ISLAMABAD: The federal government will hold a session of the National Economic Council (NEC) on June 10 finalise the outlay of Public Sector Development Programme (PSDP) for the fiscal year 2020-21.
Sources in the finance ministry said the meeting chaired by Prime Minister Imran Khan would approve the macroeconomic framework for the next budget.
It has been proposed that the allocation for the federal PSDP should be increased from Rs530 billion to Rs650 billion.

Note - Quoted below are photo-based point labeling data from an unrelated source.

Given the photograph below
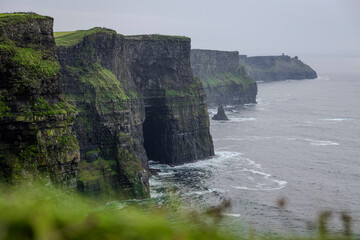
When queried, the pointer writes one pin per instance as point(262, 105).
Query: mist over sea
point(301, 142)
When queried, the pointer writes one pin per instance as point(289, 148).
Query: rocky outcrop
point(36, 138)
point(176, 128)
point(224, 80)
point(220, 115)
point(137, 100)
point(276, 68)
point(96, 79)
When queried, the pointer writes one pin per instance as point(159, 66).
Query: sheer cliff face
point(276, 68)
point(225, 81)
point(133, 93)
point(109, 123)
point(176, 128)
point(36, 136)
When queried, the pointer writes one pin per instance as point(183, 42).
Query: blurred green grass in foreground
point(36, 211)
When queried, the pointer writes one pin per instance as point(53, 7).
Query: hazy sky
point(253, 27)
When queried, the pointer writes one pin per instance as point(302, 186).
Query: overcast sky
point(252, 27)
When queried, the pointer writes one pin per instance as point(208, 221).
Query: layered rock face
point(96, 79)
point(276, 68)
point(36, 138)
point(133, 93)
point(225, 81)
point(176, 128)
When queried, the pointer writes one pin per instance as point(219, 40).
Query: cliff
point(225, 81)
point(276, 68)
point(36, 138)
point(137, 100)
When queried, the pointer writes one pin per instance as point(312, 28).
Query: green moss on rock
point(74, 37)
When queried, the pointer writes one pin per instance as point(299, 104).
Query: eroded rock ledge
point(36, 138)
point(276, 68)
point(137, 100)
point(225, 81)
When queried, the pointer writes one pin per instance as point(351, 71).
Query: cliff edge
point(36, 138)
point(224, 80)
point(276, 68)
point(137, 100)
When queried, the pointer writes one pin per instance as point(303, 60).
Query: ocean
point(299, 145)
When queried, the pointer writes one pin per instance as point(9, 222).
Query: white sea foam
point(335, 119)
point(242, 119)
point(321, 143)
point(232, 214)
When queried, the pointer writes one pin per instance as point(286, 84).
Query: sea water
point(299, 143)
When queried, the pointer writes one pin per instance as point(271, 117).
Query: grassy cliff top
point(11, 18)
point(74, 37)
point(157, 37)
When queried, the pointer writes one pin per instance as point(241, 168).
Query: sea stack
point(220, 114)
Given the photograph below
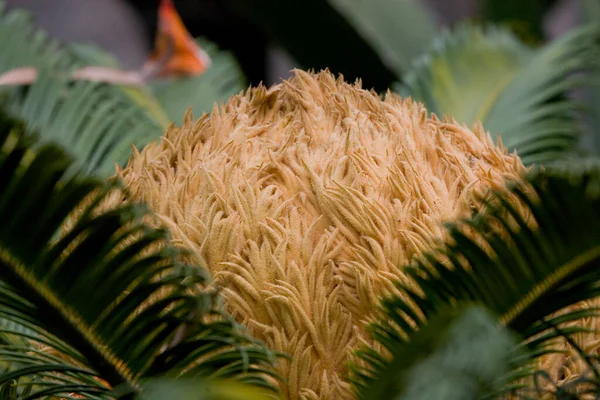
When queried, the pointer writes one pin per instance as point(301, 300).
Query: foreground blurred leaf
point(161, 389)
point(487, 75)
point(458, 355)
point(590, 12)
point(525, 17)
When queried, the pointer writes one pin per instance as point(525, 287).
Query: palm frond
point(486, 74)
point(97, 123)
point(222, 80)
point(526, 265)
point(101, 298)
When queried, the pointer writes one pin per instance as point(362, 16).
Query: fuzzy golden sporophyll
point(303, 199)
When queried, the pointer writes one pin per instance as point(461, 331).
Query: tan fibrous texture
point(305, 200)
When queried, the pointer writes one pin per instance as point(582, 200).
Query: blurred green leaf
point(398, 30)
point(187, 389)
point(90, 54)
point(590, 12)
point(517, 92)
point(459, 355)
point(525, 17)
point(223, 79)
point(317, 36)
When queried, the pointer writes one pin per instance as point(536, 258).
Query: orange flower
point(175, 52)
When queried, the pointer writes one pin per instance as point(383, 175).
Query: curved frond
point(526, 265)
point(100, 297)
point(486, 74)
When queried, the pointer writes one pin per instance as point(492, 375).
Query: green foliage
point(169, 99)
point(221, 81)
point(96, 299)
point(461, 349)
point(524, 16)
point(398, 30)
point(317, 36)
point(539, 260)
point(97, 122)
point(519, 93)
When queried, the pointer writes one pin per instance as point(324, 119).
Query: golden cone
point(303, 200)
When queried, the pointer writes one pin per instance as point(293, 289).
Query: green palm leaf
point(98, 123)
point(222, 80)
point(103, 297)
point(399, 30)
point(517, 92)
point(527, 278)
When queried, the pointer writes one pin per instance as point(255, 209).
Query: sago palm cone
point(304, 200)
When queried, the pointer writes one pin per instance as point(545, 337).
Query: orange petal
point(176, 52)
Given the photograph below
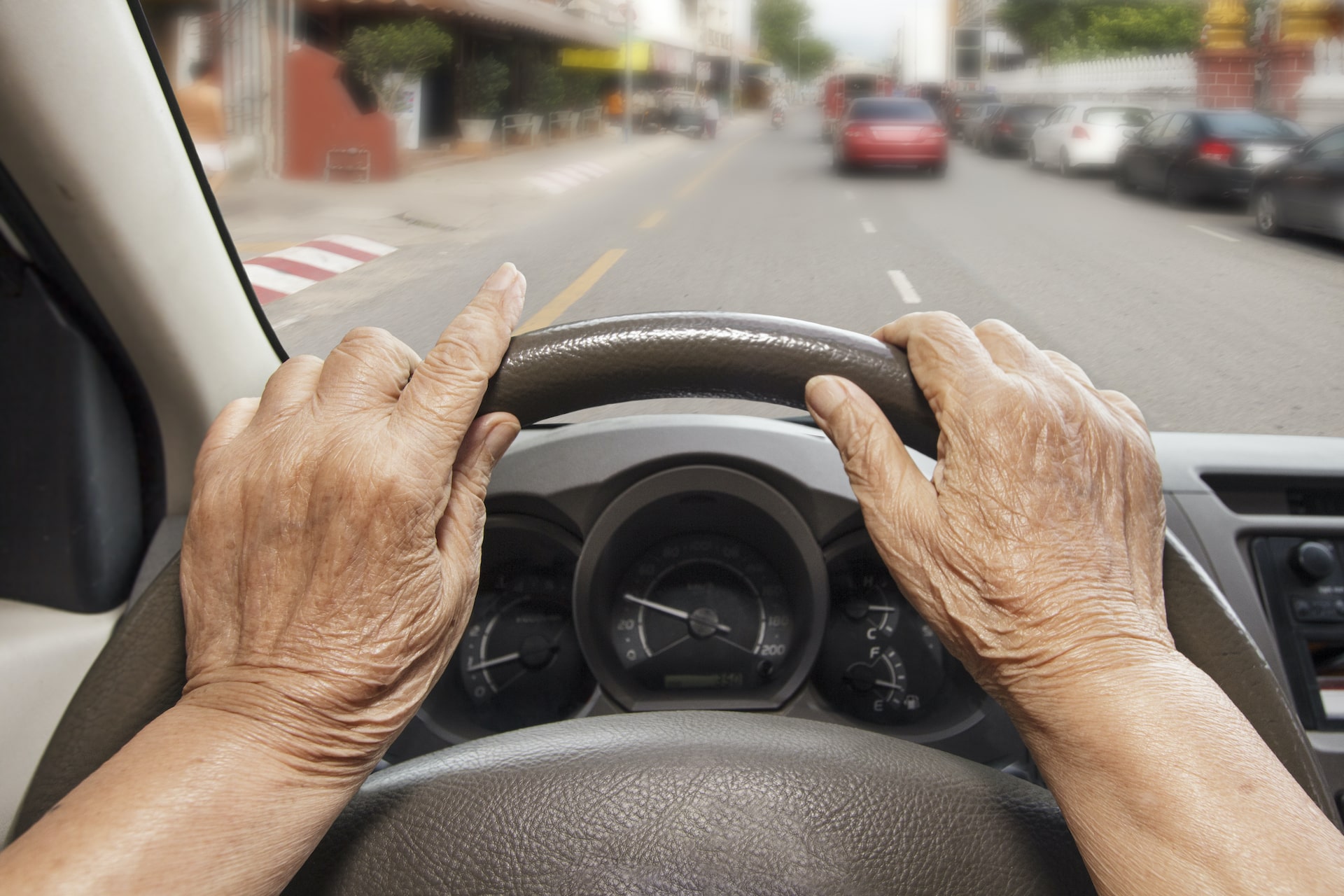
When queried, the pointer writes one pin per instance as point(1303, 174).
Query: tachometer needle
point(487, 664)
point(671, 612)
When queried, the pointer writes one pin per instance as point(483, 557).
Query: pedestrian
point(202, 105)
point(711, 115)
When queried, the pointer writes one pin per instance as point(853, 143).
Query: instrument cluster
point(699, 587)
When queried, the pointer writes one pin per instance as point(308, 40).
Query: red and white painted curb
point(286, 272)
point(556, 181)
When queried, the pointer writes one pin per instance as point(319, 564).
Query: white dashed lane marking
point(1214, 232)
point(905, 288)
point(556, 181)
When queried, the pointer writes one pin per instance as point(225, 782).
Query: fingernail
point(500, 437)
point(825, 396)
point(503, 277)
point(515, 298)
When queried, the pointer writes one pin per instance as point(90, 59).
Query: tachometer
point(702, 612)
point(519, 662)
point(519, 659)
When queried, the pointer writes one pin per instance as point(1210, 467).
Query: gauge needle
point(671, 612)
point(487, 664)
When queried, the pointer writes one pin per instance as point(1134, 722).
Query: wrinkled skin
point(332, 548)
point(1046, 488)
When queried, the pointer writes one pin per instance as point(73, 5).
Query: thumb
point(890, 486)
point(464, 520)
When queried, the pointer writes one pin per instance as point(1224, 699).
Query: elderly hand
point(332, 548)
point(1037, 548)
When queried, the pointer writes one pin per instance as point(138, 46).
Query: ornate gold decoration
point(1303, 19)
point(1226, 24)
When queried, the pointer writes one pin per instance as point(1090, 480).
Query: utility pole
point(733, 59)
point(628, 113)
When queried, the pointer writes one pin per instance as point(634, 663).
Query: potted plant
point(484, 83)
point(390, 58)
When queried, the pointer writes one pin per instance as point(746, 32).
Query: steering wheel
point(671, 802)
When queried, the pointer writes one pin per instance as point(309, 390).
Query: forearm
point(197, 802)
point(1167, 788)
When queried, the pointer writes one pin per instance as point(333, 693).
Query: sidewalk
point(437, 204)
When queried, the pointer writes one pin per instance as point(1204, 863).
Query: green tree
point(1068, 30)
point(780, 24)
point(484, 83)
point(385, 58)
point(581, 89)
point(546, 90)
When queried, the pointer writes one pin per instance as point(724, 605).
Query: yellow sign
point(577, 58)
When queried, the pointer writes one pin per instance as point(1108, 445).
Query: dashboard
point(675, 562)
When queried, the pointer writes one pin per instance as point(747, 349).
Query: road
point(1208, 326)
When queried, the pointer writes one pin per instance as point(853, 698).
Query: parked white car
point(1085, 134)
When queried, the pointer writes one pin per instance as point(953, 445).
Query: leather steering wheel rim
point(675, 802)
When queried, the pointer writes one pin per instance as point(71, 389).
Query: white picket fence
point(1320, 102)
point(1329, 57)
point(1160, 83)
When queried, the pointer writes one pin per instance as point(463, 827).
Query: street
point(1206, 324)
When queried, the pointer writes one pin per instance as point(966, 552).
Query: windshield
point(892, 111)
point(375, 162)
point(1117, 115)
point(1234, 125)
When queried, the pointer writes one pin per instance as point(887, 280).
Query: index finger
point(945, 356)
point(442, 397)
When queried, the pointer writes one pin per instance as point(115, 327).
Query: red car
point(891, 131)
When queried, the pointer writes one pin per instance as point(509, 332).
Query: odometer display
point(702, 613)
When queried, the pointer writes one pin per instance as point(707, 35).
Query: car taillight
point(1215, 150)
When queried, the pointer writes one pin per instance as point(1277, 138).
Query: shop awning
point(528, 15)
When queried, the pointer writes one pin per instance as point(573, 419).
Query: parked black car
point(1007, 131)
point(1205, 153)
point(1304, 190)
point(961, 106)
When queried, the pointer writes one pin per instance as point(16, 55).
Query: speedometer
point(701, 587)
point(702, 612)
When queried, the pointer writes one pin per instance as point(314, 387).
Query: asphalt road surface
point(1208, 326)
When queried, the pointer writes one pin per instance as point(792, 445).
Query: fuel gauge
point(879, 660)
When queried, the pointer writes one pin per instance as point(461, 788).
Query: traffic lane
point(1123, 285)
point(1202, 332)
point(414, 292)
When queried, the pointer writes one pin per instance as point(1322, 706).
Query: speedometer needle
point(487, 664)
point(671, 612)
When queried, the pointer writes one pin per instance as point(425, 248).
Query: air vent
point(1276, 495)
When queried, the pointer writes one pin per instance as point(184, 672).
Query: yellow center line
point(652, 220)
point(695, 183)
point(571, 293)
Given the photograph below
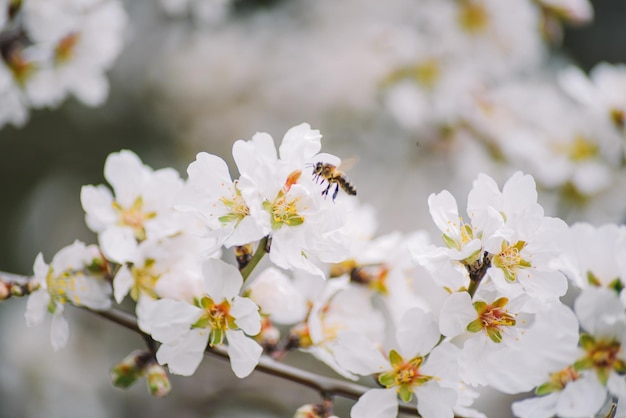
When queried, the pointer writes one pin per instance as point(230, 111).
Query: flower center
point(146, 278)
point(134, 217)
point(492, 318)
point(558, 381)
point(62, 287)
point(603, 356)
point(284, 209)
point(216, 317)
point(472, 16)
point(236, 206)
point(510, 259)
point(404, 375)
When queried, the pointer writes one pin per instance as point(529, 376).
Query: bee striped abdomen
point(330, 174)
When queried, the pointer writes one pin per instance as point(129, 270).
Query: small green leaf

The Annual Plan Coordination Committee (APCC) has recommended a Rs1.312-trillion National Development Budget for the upcoming fiscal year to the NEC. Over Rs233 billion will be borrowed from foreign lenders to finance the country’s development needs. Budgetary allocations for the new fiscal year are lower by Rs292 billion as compared to the original allocation of Rs1.61 trillion for the outgoing fiscal year.
PTI govt to drop unapproved projects from PSDP
The planning ministry said Rs100 billion had been proposed under a special programme for improving the quality of life of the common people. “The total proposed outlay of the PSDP 2020-21 is Rs630 billion,” read a statement issued by the planning ministry.
But this Rs100 billion is not officially part of the PSDP until the finance ministry increases the budget allocation and the prime minister approves it.
The APCC proposed Rs536 billion for the PSDP, down Rs165 billion or 24% over the current year’s original budget.
The amount of Rs536 billion is not sufficient to meet requirements of ongoing projects and the government is under pressure to start some new development schemes as well. The NEC has the authority to increase the federal PSDP.
The combined development budget of the four provinces is estimated at Rs783 billion, which is 14% or Rs127 billion less than the outgoing fiscal year’s original allocation.
The government’s decision to cut the federal PSDP by nearly one-fourth highlights the fiscal challenges to its efforts to revive the stalled International Monetary Fund (IMF) programme. The IMF has so far not agreed to allow Pakistan to announce a major fiscal stimulus in the next fiscal year due to unsustainable public debt levels. The IMF has proposed 0.4% of gross domestic product (GDP) as the primary deficit target – the deficit that excludes interest payments.
This leaves no room for the federal and provincial governments to announce big development programmes.
Even the proposed Rs1.32 trillion federal and provincial development outlay would hinge on the FBR’s abilities to achieve the Rs5.1-trillion tax collection target.